Craniothérapie
La relaxation cranio-sacrale est un travail corporel qui s’appuie sur un cadre relationnel sécurisant et structurant.
Grâce à un toucher très subtil, les praticiens de la thérapie cranio-sacrale disent sentir le MRP, un mouvement en forme de vague dont ils arrivent à vérifier l’amplitude, la symétrie et la qualité au niveau du crâne et du sacrum, là où la dure-mère (la méninge extérieure) est attachée aux os.

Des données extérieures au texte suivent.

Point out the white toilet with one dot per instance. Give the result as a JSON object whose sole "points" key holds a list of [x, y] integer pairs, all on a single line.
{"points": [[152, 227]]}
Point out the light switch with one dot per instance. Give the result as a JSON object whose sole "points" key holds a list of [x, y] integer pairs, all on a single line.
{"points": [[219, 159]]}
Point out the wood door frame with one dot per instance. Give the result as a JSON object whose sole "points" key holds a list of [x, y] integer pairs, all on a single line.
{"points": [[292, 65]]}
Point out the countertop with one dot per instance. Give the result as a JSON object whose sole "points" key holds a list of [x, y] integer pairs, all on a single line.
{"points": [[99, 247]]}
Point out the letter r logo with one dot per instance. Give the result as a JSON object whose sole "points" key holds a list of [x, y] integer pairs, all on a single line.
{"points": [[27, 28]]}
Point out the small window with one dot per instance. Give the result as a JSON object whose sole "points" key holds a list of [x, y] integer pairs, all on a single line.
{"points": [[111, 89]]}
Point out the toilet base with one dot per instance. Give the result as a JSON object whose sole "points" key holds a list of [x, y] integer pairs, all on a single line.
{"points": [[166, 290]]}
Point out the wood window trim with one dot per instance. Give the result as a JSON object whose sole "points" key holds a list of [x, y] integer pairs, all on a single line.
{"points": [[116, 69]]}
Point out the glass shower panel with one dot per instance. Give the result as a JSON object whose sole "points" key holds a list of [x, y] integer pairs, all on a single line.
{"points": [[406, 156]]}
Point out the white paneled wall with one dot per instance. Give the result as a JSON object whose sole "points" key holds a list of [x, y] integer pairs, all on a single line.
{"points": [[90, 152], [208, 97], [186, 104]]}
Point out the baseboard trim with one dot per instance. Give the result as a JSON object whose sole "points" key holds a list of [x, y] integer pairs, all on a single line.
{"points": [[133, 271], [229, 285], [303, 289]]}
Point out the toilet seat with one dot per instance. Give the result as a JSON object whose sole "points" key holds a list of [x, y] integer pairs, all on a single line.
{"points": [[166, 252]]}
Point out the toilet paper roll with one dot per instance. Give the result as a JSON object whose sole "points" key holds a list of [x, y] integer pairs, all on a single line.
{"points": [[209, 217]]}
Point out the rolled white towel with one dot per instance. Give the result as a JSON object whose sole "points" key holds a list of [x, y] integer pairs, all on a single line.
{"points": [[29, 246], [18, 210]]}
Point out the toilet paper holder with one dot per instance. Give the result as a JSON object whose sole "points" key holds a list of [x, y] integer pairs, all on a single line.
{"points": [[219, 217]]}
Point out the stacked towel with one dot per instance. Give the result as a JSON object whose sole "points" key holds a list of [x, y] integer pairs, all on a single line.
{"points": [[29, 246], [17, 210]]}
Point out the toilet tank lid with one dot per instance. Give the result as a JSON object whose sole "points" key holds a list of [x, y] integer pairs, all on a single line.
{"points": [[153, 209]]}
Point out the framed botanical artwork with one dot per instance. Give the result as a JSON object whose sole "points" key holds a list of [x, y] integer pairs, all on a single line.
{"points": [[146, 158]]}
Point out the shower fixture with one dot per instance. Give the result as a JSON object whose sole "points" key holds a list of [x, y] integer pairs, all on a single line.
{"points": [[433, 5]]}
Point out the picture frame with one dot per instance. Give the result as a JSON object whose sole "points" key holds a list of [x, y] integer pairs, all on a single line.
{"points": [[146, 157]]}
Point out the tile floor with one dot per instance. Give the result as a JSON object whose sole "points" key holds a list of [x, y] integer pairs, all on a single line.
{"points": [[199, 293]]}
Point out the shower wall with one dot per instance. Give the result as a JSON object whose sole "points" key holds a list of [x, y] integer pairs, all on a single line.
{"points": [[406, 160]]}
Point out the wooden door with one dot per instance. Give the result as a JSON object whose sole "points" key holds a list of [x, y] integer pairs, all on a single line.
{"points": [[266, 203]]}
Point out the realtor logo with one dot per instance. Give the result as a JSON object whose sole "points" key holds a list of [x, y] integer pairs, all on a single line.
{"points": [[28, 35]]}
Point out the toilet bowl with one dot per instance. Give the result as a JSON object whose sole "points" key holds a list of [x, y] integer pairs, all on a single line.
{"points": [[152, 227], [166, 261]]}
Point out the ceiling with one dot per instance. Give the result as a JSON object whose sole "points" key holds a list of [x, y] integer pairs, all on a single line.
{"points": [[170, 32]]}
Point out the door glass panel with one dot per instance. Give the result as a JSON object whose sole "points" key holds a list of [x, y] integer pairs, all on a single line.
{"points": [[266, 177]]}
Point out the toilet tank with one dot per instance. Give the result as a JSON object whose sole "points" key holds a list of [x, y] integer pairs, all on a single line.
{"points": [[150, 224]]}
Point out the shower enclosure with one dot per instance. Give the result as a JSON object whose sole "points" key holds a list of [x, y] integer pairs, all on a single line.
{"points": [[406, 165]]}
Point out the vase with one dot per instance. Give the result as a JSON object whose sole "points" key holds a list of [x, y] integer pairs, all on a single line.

Certains praticiens expérimentés en thérapie cranio-sacrale affirment même qu’ils peuvent « lire » l'information véhiculée par le liquide céphalo-rachidien et, sans autre ressource, localiser une lésion ou déceler une maladie. Le traitement cranio-sacral vise uniquement à équilibrer les forces hydrauliques du système cranio-sacrale grâce à un toucher dit de détente (release, en anglais).
Si, théoriquement, toute restriction du mouvement respiratoire primaire entraîne un affaiblissement des mécanismes d’auto guérison, le rétablissement de ce mouvement permettrait à ces mécanismes de se remettre à l'oeuvre. C'est en ce sens que la thérapie cranio-sacrale est parfois utilisée comme approche préventive. Elle serait également appropriée pour un certain nombre de problèmes physiques, mentaux et émotionnels.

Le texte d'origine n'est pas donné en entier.